Muhammed S. Bah made these remarks in his address to 30 participant journalists at the start of a three-day training on fact checking. The event was held on Monday at a local hotel in Senegambia.
“Fact-checking is a part of everyday journalism, but it is even more important that this culture of verification is entrenched during elections. Misinformation and disinformation (or fake news) comes in many forms, and it is important for journalists to identify and debunk them. Fact-checking in elections should not only be limited to what the political candidates say, but also deliberate attempts by their supporters and other groups or individuals to mislead or manipulate the people must be checked,” he said.

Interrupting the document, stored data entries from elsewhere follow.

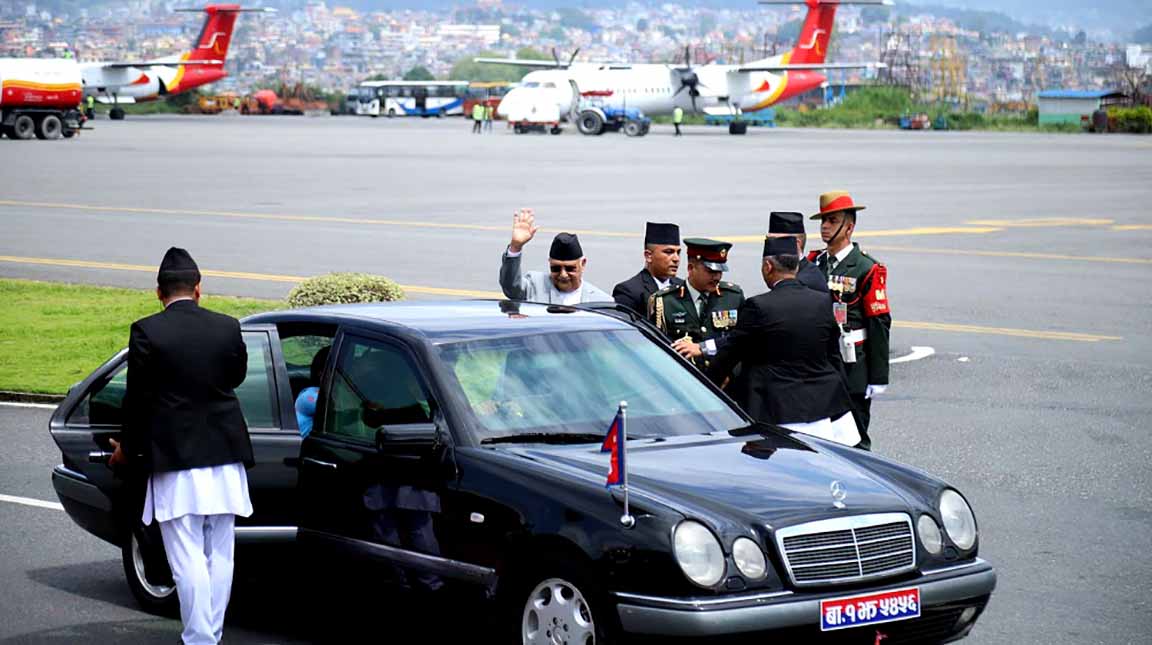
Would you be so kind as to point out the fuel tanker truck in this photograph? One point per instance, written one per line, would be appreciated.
(39, 98)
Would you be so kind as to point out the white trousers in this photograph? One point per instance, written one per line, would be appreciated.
(201, 549)
(841, 430)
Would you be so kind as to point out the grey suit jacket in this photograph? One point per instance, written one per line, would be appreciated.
(537, 286)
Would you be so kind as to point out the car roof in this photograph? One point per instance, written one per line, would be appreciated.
(454, 320)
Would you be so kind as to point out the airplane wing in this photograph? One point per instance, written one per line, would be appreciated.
(800, 67)
(522, 62)
(158, 63)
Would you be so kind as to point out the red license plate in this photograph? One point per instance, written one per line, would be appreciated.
(870, 608)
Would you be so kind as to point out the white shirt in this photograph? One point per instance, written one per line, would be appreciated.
(218, 490)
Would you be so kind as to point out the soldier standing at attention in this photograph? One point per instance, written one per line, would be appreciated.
(704, 308)
(661, 262)
(859, 302)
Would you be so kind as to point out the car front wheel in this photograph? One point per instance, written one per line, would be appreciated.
(149, 579)
(554, 601)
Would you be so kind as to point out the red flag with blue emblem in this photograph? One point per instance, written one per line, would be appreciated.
(614, 444)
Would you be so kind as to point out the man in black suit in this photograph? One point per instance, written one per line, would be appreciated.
(781, 224)
(661, 262)
(787, 342)
(184, 427)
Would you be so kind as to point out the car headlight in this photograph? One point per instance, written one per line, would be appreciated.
(698, 553)
(959, 521)
(749, 559)
(930, 535)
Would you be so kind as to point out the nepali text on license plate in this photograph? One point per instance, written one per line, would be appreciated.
(870, 608)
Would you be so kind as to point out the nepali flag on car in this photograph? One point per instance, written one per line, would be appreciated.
(614, 444)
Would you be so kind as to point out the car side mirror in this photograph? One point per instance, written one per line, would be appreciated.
(408, 439)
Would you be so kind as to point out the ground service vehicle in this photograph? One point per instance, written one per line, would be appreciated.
(478, 427)
(39, 98)
(411, 98)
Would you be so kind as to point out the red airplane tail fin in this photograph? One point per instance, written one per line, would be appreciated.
(215, 35)
(812, 45)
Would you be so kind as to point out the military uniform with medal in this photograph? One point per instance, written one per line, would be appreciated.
(859, 295)
(703, 309)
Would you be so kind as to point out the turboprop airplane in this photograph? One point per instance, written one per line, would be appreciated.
(144, 81)
(582, 90)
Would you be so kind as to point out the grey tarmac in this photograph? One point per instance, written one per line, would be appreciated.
(1023, 259)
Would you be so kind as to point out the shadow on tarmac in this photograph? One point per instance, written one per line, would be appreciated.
(271, 604)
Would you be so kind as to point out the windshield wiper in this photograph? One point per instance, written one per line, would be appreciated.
(547, 438)
(558, 438)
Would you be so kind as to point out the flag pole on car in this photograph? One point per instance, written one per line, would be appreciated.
(616, 444)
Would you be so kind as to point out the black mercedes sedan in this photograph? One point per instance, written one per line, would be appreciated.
(461, 444)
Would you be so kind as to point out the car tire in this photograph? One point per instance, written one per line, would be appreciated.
(154, 597)
(50, 127)
(23, 128)
(590, 122)
(556, 597)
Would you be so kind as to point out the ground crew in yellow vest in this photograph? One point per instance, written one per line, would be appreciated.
(477, 118)
(703, 309)
(859, 295)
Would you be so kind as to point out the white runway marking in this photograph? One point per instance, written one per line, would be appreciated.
(30, 501)
(37, 406)
(917, 354)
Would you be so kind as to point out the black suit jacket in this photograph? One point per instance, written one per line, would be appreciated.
(183, 366)
(787, 342)
(635, 291)
(811, 277)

The training is meant to build the capacity of the journalists on fact-checking and debunking fake news in The Gambia.
The event also attracted the United Nations Peace and Development Adviser, UNESCO representative, among others.
Patrick McCarthy, the United Nations Peace and Development Adviser stated that the training is to provide journalists with the skills and tools they need to check and verify facts before publishing them.

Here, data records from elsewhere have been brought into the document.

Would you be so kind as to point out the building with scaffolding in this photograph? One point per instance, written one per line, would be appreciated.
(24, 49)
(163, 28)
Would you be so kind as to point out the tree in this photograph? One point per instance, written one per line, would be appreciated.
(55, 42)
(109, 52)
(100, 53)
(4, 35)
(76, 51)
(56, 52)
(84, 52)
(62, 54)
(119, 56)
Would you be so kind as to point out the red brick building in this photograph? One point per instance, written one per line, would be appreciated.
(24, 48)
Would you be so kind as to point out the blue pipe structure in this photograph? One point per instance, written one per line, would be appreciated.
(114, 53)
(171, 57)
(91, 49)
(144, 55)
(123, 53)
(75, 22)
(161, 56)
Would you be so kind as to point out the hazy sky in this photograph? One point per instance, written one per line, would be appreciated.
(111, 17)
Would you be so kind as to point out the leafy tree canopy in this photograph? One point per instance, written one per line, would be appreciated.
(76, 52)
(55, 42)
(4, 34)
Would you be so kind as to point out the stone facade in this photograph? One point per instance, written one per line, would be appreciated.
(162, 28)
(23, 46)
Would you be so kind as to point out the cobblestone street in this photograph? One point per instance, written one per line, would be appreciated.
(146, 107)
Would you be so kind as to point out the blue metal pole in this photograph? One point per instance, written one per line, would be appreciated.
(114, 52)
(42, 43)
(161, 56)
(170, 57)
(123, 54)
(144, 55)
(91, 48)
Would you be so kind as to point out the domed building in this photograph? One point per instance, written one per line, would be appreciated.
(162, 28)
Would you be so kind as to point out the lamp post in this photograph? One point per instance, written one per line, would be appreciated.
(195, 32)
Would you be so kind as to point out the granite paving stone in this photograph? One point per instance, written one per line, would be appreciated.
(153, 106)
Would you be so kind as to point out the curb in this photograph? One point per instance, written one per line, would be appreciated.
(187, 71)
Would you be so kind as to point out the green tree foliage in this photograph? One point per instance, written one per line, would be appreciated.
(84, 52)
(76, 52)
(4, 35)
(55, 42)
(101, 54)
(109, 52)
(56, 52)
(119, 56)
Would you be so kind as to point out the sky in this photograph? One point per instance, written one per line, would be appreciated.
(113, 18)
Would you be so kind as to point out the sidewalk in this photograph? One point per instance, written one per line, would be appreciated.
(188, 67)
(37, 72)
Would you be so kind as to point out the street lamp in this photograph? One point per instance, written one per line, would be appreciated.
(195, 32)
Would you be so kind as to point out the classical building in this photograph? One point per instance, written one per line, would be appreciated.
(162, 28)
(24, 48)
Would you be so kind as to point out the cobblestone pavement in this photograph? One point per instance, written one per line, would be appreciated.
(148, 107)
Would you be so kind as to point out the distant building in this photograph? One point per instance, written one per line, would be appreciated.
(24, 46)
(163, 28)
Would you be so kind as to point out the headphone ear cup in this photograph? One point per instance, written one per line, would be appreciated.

“It will help journalists to debunk fake news in all its forms,” he added.
Lamin Jahateh, the UNESCO representative at the event hailed the timing of the training.
“This project is therefore very timely for The Gambia in view of the reasons that the country will be going to the polls soon. Knowing that elections and its attendant activities are high-stakes issues, UNESCO would like to not only wish the country best of luck but also to do things within its reach and guide this much cherished tenet of democracy,” he said.

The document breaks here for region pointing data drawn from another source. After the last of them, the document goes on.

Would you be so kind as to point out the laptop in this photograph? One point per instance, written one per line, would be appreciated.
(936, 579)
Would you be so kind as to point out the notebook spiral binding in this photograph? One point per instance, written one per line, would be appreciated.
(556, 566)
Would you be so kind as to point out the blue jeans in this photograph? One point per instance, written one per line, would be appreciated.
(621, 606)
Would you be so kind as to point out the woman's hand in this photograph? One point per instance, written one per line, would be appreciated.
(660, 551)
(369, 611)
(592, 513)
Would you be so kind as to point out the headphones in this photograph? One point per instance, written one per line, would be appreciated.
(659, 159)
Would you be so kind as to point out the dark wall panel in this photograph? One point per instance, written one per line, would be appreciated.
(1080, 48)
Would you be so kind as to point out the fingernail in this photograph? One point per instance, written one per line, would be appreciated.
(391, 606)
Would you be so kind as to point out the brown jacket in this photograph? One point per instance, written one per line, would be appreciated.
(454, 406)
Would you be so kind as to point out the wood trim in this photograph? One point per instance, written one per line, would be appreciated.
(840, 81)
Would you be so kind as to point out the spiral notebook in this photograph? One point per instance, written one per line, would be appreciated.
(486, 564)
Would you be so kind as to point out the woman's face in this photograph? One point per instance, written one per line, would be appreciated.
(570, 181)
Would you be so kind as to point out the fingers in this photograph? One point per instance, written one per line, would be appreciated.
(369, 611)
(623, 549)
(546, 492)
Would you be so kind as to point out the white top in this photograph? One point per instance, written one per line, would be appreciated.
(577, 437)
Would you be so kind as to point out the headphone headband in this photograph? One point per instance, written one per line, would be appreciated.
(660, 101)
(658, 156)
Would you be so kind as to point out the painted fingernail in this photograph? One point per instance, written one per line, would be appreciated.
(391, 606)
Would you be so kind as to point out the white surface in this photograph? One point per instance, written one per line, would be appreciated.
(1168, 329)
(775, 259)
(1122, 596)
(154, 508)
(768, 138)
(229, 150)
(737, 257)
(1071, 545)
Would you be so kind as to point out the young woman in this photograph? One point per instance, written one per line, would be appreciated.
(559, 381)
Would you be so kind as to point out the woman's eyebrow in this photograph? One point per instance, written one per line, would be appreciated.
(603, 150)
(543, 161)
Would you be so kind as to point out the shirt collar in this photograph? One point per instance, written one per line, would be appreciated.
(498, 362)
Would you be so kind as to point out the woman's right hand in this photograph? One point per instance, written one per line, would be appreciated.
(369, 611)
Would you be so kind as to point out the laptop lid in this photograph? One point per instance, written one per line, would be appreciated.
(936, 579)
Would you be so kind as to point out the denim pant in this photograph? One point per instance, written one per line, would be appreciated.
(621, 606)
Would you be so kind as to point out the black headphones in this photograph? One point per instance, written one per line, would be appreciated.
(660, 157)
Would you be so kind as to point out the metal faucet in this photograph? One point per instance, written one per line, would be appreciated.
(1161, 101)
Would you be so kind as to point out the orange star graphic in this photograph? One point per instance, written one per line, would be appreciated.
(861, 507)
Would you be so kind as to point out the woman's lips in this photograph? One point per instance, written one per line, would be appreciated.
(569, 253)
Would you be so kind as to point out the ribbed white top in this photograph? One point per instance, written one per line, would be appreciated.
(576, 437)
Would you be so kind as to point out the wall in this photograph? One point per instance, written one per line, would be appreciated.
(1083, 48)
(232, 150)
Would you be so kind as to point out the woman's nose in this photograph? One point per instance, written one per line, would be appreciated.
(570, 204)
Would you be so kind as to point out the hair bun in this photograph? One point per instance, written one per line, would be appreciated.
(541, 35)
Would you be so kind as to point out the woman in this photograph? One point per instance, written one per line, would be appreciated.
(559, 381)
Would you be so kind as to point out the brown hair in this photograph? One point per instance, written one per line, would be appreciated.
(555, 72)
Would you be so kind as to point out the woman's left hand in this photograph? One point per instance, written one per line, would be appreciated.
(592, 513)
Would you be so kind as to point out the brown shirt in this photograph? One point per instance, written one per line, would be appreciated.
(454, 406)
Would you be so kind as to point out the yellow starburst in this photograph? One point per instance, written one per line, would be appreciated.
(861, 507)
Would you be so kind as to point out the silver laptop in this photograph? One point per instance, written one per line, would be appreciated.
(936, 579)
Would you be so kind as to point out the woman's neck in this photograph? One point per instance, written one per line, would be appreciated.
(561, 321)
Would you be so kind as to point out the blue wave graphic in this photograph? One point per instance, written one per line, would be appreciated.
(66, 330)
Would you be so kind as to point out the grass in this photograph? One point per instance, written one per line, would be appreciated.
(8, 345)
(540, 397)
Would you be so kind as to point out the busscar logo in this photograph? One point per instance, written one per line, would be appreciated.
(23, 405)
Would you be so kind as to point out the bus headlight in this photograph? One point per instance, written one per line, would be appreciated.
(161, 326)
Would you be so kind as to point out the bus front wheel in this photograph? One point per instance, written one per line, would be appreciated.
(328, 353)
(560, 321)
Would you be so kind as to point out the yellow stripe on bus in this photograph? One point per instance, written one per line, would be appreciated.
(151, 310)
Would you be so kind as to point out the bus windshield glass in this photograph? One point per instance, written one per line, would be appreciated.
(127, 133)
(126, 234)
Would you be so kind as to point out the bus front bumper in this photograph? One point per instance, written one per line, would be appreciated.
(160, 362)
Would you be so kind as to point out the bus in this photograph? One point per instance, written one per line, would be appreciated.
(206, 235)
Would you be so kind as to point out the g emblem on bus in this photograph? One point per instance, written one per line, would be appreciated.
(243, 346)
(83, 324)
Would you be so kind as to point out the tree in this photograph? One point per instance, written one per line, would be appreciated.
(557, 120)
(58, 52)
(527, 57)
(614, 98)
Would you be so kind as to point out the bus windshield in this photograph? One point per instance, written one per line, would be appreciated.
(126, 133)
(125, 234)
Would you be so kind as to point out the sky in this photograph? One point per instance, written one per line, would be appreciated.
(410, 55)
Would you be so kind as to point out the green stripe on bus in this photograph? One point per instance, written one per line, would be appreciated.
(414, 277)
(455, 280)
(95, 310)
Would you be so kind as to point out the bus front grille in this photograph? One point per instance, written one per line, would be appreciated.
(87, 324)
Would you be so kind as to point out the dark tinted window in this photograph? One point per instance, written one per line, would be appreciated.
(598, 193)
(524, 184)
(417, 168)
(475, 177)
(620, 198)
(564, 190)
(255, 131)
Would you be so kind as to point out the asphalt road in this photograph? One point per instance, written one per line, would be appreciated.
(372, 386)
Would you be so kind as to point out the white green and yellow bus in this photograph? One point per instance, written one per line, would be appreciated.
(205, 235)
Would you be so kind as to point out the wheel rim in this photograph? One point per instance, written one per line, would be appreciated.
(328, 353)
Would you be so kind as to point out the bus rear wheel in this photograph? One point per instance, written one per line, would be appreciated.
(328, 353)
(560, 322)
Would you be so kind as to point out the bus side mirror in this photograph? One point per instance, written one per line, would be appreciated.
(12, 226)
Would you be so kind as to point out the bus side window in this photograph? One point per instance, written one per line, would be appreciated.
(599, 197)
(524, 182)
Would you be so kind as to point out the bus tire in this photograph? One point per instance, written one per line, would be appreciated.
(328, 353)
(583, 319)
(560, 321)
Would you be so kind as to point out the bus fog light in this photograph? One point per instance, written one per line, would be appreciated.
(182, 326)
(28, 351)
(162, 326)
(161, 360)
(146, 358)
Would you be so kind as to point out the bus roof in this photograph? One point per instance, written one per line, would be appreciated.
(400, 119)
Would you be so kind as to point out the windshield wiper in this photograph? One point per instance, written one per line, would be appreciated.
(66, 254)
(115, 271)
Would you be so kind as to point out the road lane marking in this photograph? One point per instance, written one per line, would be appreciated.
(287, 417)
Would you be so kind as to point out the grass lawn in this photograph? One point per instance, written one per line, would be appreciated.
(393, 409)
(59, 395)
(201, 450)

The 3-day-training, which runs until 28th July [Wednesday], is part of a two-year project implemented by a consortium of UNESCO, UNDP and UNFPA in partnership with local implementing partners. It seeks to address the institutional barriers for young people, to strengthen youth capacity for engagement and participation in governance and leadership, and to address hate speech and counter fake news and misinformation of young people through. The training is inspired by the need to equip journalists and other media professionals with the needed skills to combat information disorder.